Era il 2 agosto del 2018, quando la Big Tech di Steve Jobs diventava ufficialmente la prima società a valere $1 trilione di dollari, raggiungendo per la prima volta una soglia che sarebbe stata centrata successivamente anche da altre colleghe Big Tech.
Chiamarle Big Tech oggi non è neanche più sufficiente, visto che la febbre AI ha fatto scattare il valore di mercato complessivo dei cosi ribattezzati Magnifici 7 a un valore pari a tre volte il Pil della Germania.
25 anni fa Telecom Italia propose a Steve Jobs di acquistare Apple
Eppure, 25 anni fa, ricorda Bloomberg nell’articolo “Telecom Italia Once Tried to Buy Apple, Now It Is in Trouble.
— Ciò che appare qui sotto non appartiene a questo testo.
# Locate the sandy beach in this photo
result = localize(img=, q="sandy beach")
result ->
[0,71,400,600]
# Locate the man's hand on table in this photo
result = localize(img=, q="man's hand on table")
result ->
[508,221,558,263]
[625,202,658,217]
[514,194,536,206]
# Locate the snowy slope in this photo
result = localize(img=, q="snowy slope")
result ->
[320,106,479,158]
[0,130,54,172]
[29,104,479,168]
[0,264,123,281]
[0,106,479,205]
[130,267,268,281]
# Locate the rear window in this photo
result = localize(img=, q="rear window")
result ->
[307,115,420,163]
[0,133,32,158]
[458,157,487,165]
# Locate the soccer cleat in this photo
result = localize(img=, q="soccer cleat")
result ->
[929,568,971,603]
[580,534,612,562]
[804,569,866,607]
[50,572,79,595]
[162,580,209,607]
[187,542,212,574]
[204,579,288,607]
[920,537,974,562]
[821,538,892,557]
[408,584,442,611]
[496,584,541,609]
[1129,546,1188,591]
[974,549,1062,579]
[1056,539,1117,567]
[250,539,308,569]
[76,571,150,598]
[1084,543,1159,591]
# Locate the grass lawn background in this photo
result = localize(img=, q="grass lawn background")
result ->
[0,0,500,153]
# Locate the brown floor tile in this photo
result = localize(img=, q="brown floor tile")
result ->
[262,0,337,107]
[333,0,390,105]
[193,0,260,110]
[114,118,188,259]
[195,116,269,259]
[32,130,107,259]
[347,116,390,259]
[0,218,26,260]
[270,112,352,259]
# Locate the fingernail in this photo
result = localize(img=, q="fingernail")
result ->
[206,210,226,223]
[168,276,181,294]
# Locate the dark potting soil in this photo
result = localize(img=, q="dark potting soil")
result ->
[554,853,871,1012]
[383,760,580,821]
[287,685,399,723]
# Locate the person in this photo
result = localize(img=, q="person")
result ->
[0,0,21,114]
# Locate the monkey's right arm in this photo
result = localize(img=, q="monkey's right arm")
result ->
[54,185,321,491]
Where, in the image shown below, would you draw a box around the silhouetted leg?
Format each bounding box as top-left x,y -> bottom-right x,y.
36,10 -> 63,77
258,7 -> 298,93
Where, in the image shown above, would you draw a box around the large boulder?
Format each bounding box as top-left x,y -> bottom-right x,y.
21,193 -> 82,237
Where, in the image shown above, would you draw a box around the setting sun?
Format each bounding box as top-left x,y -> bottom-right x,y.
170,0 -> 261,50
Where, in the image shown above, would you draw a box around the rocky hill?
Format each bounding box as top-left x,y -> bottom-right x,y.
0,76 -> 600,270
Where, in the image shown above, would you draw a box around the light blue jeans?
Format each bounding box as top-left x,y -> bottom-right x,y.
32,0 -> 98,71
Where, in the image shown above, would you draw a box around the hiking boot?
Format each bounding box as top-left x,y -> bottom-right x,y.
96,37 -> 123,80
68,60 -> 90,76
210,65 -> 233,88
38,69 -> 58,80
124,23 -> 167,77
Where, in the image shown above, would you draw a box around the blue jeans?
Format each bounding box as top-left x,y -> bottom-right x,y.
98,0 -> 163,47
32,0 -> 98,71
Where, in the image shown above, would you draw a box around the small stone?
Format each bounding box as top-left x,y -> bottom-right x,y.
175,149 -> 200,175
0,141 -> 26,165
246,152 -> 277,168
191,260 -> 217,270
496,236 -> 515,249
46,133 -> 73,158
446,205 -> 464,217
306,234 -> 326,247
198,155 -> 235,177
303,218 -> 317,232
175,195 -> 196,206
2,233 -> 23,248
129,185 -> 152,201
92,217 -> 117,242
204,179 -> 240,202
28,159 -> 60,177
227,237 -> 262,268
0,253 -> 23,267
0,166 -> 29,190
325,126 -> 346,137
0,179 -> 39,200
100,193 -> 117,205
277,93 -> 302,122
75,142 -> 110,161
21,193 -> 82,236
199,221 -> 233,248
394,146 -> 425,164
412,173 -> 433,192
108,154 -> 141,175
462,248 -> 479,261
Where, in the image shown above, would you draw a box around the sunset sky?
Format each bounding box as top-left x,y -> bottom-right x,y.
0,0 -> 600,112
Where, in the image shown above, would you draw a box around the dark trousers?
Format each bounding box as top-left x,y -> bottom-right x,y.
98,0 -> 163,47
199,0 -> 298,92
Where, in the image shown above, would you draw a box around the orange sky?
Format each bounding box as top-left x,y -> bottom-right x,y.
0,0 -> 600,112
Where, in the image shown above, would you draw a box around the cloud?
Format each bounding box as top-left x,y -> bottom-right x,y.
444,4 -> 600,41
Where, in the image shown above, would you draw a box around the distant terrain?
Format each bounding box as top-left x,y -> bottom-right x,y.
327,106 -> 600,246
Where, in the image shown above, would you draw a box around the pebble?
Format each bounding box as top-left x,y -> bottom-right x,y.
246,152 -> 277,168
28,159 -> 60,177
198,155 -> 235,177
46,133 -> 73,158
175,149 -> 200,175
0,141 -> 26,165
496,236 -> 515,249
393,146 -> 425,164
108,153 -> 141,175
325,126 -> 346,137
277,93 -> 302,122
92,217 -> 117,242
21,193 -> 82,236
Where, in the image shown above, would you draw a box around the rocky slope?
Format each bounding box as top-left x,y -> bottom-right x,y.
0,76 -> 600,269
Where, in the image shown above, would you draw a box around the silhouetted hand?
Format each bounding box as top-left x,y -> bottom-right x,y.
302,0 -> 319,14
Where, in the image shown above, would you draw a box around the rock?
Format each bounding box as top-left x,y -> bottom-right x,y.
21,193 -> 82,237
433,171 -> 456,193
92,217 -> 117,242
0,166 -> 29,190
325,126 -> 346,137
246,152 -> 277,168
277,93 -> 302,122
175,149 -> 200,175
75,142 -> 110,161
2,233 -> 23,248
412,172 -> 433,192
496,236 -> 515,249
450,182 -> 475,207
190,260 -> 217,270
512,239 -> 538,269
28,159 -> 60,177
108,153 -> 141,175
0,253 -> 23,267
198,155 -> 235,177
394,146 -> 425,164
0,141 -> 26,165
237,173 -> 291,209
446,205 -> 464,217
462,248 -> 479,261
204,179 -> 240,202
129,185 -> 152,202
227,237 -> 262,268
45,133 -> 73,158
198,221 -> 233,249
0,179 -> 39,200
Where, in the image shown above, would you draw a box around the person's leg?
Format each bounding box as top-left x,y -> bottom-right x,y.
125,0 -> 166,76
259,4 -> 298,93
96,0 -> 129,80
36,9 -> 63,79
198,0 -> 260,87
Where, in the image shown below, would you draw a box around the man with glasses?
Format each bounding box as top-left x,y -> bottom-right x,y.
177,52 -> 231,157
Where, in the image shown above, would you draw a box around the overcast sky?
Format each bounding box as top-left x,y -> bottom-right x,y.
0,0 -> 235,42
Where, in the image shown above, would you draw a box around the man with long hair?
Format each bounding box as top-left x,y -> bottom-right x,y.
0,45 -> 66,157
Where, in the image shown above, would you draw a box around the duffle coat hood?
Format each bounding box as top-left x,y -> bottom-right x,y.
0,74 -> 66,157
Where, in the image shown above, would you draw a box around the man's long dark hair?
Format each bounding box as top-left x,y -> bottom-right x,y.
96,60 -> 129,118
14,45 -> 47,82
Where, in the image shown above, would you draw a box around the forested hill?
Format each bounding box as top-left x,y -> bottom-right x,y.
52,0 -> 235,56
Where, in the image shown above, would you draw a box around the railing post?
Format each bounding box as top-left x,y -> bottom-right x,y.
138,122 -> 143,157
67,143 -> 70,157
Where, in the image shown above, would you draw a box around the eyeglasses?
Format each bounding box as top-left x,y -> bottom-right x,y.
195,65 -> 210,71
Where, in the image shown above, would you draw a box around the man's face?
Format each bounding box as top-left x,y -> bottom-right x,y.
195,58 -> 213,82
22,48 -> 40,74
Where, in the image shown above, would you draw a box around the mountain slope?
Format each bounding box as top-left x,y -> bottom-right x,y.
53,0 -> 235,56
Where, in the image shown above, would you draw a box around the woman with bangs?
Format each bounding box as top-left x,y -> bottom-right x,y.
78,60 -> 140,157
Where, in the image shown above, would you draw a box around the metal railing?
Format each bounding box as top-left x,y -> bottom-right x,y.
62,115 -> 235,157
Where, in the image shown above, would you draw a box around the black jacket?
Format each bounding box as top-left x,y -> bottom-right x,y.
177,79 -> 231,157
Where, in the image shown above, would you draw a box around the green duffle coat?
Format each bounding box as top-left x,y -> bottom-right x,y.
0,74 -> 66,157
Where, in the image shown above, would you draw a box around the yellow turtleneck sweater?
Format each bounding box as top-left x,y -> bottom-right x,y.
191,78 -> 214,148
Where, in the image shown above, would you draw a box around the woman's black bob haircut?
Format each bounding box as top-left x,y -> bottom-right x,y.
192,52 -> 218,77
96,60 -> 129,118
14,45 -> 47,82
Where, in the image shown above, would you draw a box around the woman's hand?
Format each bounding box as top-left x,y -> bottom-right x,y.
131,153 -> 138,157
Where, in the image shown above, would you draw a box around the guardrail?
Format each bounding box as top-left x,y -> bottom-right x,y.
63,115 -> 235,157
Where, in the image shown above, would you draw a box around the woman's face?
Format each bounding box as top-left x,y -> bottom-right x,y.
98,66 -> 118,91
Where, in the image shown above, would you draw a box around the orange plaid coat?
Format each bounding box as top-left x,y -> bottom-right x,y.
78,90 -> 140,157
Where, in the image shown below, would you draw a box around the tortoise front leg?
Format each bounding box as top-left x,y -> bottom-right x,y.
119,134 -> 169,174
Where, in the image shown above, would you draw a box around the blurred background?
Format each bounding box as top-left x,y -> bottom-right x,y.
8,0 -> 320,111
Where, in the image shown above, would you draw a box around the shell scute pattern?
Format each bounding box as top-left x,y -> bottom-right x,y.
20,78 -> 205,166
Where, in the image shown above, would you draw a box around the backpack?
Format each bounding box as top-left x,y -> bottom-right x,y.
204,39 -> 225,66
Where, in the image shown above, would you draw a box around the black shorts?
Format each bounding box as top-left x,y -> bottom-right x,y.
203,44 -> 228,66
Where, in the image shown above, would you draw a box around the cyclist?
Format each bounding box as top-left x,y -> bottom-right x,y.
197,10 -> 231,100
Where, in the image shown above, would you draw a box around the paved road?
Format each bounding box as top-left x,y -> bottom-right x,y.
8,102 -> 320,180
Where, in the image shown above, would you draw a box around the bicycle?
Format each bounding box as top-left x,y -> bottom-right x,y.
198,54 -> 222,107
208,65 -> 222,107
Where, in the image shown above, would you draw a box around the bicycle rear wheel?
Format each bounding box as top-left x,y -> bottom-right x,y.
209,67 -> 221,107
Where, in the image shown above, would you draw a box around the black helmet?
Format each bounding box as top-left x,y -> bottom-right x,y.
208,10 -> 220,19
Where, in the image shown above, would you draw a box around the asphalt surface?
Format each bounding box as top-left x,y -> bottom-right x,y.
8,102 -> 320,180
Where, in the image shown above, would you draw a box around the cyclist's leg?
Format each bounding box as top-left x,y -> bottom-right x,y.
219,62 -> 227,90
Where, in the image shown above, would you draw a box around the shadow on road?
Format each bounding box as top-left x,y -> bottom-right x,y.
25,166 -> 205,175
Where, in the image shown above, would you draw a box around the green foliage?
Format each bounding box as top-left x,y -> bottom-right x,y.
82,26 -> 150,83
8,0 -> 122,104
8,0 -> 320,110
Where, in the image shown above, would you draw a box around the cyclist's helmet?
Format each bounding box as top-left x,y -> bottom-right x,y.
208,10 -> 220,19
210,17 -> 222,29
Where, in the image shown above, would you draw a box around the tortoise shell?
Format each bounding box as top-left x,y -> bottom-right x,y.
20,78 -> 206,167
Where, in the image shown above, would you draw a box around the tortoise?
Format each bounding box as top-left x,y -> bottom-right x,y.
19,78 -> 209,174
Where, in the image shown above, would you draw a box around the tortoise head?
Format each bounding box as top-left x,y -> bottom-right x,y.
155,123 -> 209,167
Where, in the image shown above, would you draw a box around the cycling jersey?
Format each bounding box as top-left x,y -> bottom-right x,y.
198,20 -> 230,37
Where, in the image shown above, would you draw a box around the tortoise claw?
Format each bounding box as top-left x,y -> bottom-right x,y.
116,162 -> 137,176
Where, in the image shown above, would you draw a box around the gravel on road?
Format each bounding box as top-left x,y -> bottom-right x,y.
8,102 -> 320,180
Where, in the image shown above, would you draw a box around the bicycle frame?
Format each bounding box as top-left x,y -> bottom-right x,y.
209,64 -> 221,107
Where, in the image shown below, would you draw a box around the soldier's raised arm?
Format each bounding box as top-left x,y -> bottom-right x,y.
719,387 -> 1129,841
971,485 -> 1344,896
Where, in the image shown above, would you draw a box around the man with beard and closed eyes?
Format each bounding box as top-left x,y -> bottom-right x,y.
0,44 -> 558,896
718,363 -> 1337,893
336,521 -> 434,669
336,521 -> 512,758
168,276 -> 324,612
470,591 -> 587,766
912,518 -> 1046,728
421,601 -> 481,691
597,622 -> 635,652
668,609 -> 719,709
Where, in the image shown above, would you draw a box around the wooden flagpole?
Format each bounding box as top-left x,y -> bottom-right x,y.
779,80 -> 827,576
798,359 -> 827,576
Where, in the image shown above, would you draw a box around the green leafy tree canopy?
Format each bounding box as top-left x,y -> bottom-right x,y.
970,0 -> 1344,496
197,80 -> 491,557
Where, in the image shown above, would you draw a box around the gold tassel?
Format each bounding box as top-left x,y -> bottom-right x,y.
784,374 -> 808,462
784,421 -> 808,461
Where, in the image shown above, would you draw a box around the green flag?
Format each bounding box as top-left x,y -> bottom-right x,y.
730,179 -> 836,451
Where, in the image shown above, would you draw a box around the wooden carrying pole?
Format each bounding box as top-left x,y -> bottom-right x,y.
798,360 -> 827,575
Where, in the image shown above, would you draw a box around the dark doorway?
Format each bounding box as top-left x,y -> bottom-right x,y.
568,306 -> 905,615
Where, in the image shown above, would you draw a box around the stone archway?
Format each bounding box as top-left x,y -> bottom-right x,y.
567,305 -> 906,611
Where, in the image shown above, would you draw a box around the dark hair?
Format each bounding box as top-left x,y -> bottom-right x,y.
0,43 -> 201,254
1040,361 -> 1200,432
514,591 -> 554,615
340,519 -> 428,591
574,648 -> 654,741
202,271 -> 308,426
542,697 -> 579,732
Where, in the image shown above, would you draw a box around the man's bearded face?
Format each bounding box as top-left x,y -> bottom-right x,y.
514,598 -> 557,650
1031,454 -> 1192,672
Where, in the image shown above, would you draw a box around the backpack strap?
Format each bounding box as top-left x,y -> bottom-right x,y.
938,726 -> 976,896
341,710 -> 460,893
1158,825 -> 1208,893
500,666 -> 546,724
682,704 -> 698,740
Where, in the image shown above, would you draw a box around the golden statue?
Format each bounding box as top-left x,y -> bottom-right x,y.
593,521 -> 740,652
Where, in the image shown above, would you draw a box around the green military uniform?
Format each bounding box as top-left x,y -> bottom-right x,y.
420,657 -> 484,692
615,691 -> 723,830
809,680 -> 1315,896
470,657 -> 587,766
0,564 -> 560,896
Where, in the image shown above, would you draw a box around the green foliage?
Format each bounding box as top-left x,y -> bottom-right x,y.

Here’s Why”, Apple rischiava di essere fagocitata addirittura da Telecom Italia.
I dirigenti della compagnia telefonica guidata al momento dal ceo Pietro Labriola si recavano in California, per incontrare Steve Jobs in persona: in mano, il “piano audace di rilevare la società tecnologica Usa, che faceva fatica a farsi strada contro le rivali del calibro di IBM”.
Telecom Italia, ricorda Bloomberg, volava alta: all’epoca era la sesta compagnia telefonica più grande al mondo in termini di fatturato.
Il gruppo italiano valeva 90 miliardi di euro circa (l’equivalente di 100 miliardi di dollari), presentava un livello risicato di debiti, deteneva partecipazioni in decine di società tecnologiche e aveva una forza lavoro di 120.000 persone.
A distanza di 25 anni, le condizioni in cui versa Telecom Italia si sono a dir poco ribaltate. Come emerge dal grafico di Bloomberg, oggi Apple vale più di 500 volte Telecom Italia.
la compagnia telefonica italiana è zavorrata da un debito di oltre 30 miliardi di euro (su base lorda), controlla appena soltanto una società al di fuori del suo mercato domestico – l’operatore telefonico Tim Brazil, il terzo in Brasile – e impiega una forza lavoro pari ad appena 1/3 rispetto a quella degli anni in cui i suoi dirigenti incontrarono Steve Jobs.
Fattore ancora più indicativo, sottolinea l’articolo di Bloomberg, è il fatto che oggi Telecom Italia si trovi costretta a vendere la sua rete fissa, al fine di imbrigliare il suo debito monstre.
“Il probabile acquirente potrebbe essere una società americana, sebbene non un gigante del calibro di Apple ma, piuttosto, il colosso del private equity KKR”.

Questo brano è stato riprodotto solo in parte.